In San Francisco the duo described new micromote designs that use only a few nanowatts of power, which are powered and programmed using ambient light, that can perform tasks such as distinguishing the sound of a passing car and measuring temperature and light levels, and they also described their work with Taiwan Semiconductor Manufacturing Company (TSMC) who are helping them embed flash memory into them and design new, low power hardware that will help the micromotes run AI neural networks at the edge of the network. That said though the duo say they’re taking a holistic approach to adding new features, and are careful not to ramp up the miniature systems power consumption.
“There’s no one answer to the problems we’re trying to address,” says Sylvester, adding, “it’s smart circuit design.”
The memory research is a good example of how the right trade-offs can improve performance, says Sylvester. Previous versions of the micromotes used 8 kilobytes of SRAM, which makes for a pretty low performance computer. To record video and sound, the tiny computers need more memory. So the group worked with TSMC to bring flash memory on board, and now they can make tiny computers with 1 megabyte of storage.
Flash can store more data in a smaller footprint than SRAM, but it takes a big burst of power to write to the memory. With TSMC, the group designed a new memory array that uses a more efficient charge pump for the writing process. The memory arrays wind up being a bit less dense than TSMC’s commercial products, but still much better than SRAM.
“We were able to get huge gains with small trade-offs,” says Sylvester.
Another micromote they presented incorporates a deep learning processor that can operate a neural network while using just 288 microwatts of power – a staggering feat.

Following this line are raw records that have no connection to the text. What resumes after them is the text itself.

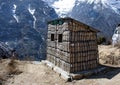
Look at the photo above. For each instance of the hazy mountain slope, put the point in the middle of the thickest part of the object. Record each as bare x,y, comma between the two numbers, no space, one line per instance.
23,25
101,14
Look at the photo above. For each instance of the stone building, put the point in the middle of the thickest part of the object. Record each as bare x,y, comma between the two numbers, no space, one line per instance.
72,45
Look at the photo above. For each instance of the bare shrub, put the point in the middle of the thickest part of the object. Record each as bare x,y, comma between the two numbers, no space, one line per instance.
112,59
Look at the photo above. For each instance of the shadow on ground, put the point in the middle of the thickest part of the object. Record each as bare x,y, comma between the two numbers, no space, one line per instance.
109,73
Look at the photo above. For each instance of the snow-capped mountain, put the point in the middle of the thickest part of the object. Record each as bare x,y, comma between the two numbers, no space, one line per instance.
23,25
100,14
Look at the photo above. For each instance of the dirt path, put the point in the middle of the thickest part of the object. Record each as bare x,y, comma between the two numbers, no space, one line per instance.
36,73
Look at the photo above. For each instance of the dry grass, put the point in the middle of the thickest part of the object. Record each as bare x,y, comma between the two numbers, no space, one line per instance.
110,55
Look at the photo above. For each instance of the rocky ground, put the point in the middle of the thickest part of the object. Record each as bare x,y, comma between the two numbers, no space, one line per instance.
17,72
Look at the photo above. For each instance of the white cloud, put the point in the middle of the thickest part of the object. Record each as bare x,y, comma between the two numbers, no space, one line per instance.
63,6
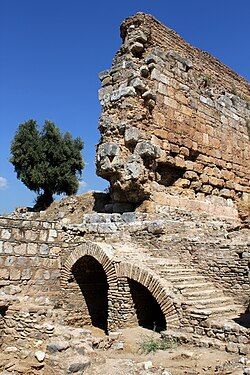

Deep learning is normally used to perform such tasks as face, image and voice recognition, and normally demands lots of memory and lots of computing power, so as a consequence it’s normally run on big banks of GPU’s, such as those from Nvidia, back in a datacentre, and while some researchers have been trying to reduce the size and power demands of deep learning AI using dedicated, specialised those processors still use over 50 milliwatts of power – far too much for a micromote.
Apparently the duo brought down the power requirements by redesigning the chip architecture, for example by situating four processing elements within the memory, in this case, SRAM, to minimize data movement, and in short their idea is to bring neural networks to the Internet of Things.
“A lot of motion detection cameras take pictures of branches moving in the wind – that’s not very helpful,” says Blaauw, “security cameras and other connected devices are not smart enough to tell the difference between a burglar and a tree, so they waste energy sending uninteresting footage to the cloud for analysis. On board deep learning processors could make better decisions, but only if they don’t use too much power.”
One day the duo hope their micromotes will be embedded into a whole host of other connected devices, such as air conditioning systems which could decide to turn the air con if it sees several people putting on their coats.
After demonstrating many variations on these micromotes in an academic setting, Blaaw and Sylvester hope they’ll be ready for market in a few years, and now their company, CubeWorks, of which Intel is a co-investor, is busy prototyping devices and researching new market opportunities, such as in the oil and gas industry where micromotes could be used to ensure the last drop of oil has been collected from the wells, all the way across to the healthcare industry where they could be used to collect data from within the body. So while these computers might be small, they might have a mighty future ahead of them.